[Editors’ note: this post is part of our series on the theme of archive]

By Mezna Qato

Digging through bundles of documents, newspaper clippings, brittle and dusted with flour and sugar from the UNRWA aid bags nearby, I slumped down in a huff of sweat and exhaustion. “Where is the good stuff?” I shouted down from the cellar to the grandson sitting cross-legged on an upturned Nido milk can below and blowing tight curls of smoke in the cramped space. He shrugged, “Jiddu burned them when the tanks came in.” “What?” “Sitti said he and all the neighbourhood took everything they thought the Israelis might take, and burned it next to the garbage cans.”

Up and down the West Bank, as I went in search of archival materials, the same tale was retold by the children and descendants of my research’s cast of characters. Nervous educators clamoured to gather up political leaflets, cadre lists, strategic documents, newspapers, textbooks, photographs, personnel files, anything and everything they thought might implicate them as people of interest to the invading army, and burned them in bonfires or buried them in pits in the middle of farmland. The days after the June 1967 war saw an archival ‘Naksa’, histories of political and social life collapsing into ash.

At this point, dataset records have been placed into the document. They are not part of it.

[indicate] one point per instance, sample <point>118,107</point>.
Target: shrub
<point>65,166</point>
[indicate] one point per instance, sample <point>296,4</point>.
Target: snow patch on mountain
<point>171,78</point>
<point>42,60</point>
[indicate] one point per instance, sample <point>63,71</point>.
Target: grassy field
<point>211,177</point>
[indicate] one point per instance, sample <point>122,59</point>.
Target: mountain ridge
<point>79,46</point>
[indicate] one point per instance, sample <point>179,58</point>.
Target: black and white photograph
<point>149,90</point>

However, as with the archival spoils of war from the Nakba, there is one remaining witness – the Israeli archives.

In recent months, Israeli and Middle East Studies historians, particularly those outside Israel, have responded with indignation, frustration, and general discontent, at the Israel State Archive’s plans to restrict access to their records in the name of digitisation. Palestinian historians and archivists, however, have pointed out that this access was never afforded to Palestinians to begin with. Indeed, in a neat juxtaposition, the news of the Israeli archival closures emerged while a few hills over, the Palestinian Museum was preparing to inaugurate its new building on the outskirts of Ramallah without an opening exhibit.

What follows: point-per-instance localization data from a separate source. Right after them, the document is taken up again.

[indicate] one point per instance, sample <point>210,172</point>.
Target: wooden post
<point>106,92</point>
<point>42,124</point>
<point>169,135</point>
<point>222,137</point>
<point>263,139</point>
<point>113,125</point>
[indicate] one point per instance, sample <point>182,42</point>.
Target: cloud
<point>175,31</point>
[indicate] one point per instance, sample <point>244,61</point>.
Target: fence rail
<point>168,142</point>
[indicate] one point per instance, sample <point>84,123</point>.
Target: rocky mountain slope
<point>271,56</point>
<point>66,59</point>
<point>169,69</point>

What is left behind in these new conversations are the other archival survivors of the Nakba, Naksa, incessant invasions and their aftermaths: the records of several Arab states.  Understandably, attention often focuses on the materials Israel has seized from Palestinians, but Israel holds documents belonging to Iraq, Jordan, Egypt, Syria, and Lebanon (at least). Most of that material remains classified. We only know of it because Israeli historians working in service of the state, or as part of military research, have published studies utilising this material. It is because of historians such as Amnon Cohen, Moshe Maoz, Shaul Mishal, and Avi Plascov — all with military backgrounds — that we know Israel holds substantial materials belonging to Jordanian intelligence during its rule over the West Bank from 1948 to 1967, including material collected in refugee camps. Works by Uriel Dann on Iraq, Itamar Rabinovich on Syria, and Yagil Henkin on Egypt all use seized documents, and hint at what might or might not exist in Israel’s archival holdings.

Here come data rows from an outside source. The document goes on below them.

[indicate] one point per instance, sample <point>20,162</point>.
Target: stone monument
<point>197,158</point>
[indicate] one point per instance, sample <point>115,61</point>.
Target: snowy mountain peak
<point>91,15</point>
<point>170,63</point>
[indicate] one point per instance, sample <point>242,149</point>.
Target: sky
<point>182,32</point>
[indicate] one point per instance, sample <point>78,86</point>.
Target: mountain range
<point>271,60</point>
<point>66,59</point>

The status of these materials under international law is unclear. As archivist Trudy Peterson notes, “every major national archival system at some point has or will have seized materials [that rightly belong to other nations].” The laws of war give states like Israel rights to seize enemy military records documents that may contribute to the war effort, as well as municipal archives that may be needed to administer occupied territory. But intermixed in all this must also be countless personal papers – think of letters from family and lovers found on the bodies of killed soldiers – that must be considered private property immune from confiscation. Arab governments – especially those that have already concluded peace treaties with Israel – should demand the return of their documents.

Historians tend to think of the preservation of records and their availability to researchers as unmitigated goods. But the debate over access to the Israeli archives largely takes for granted that “the public” here whose “right to know” is being asserted in practice excludes the millions of Palestinians in exile and Arab citizens who may justly count significant portions of the archive to be part of their national patrimony.

Some, including Israeli archivists and historians, have argued that access, and more comprehensive digitisation, would render unnecessary any demand to return archival documents. There is a certain irony to this posture of simultaneously discounting the significance of the materiality of objects while insisting on maintaining a material hold on them. Access isn’t always the highest good: whether Arab states allow their citizens to see to these materials, or to materials in their own archives for that matter, is quite beside the point. If a national archive is an assertion of state will to narrate, it is not Israel’s alone to make.

Back to the cellar: Talk of Palestinian archives often mirrors the dyad of lament and valourisation of Palestinian politics and life, the archives dispersed, decayed yet expressing ‘resilience’ and rectitude.  What the Palestinians who destroyed their papers in 1967 — and left historians like me frustratingly little to read — foretold is that sometimes resistance to colonization may require a disappearing act. As for all that remains: return, not access, is the solution to archival captivity.

Thanks to Rachel Mattson, Darryl Li, and Basim Musallam for conversations around this piece.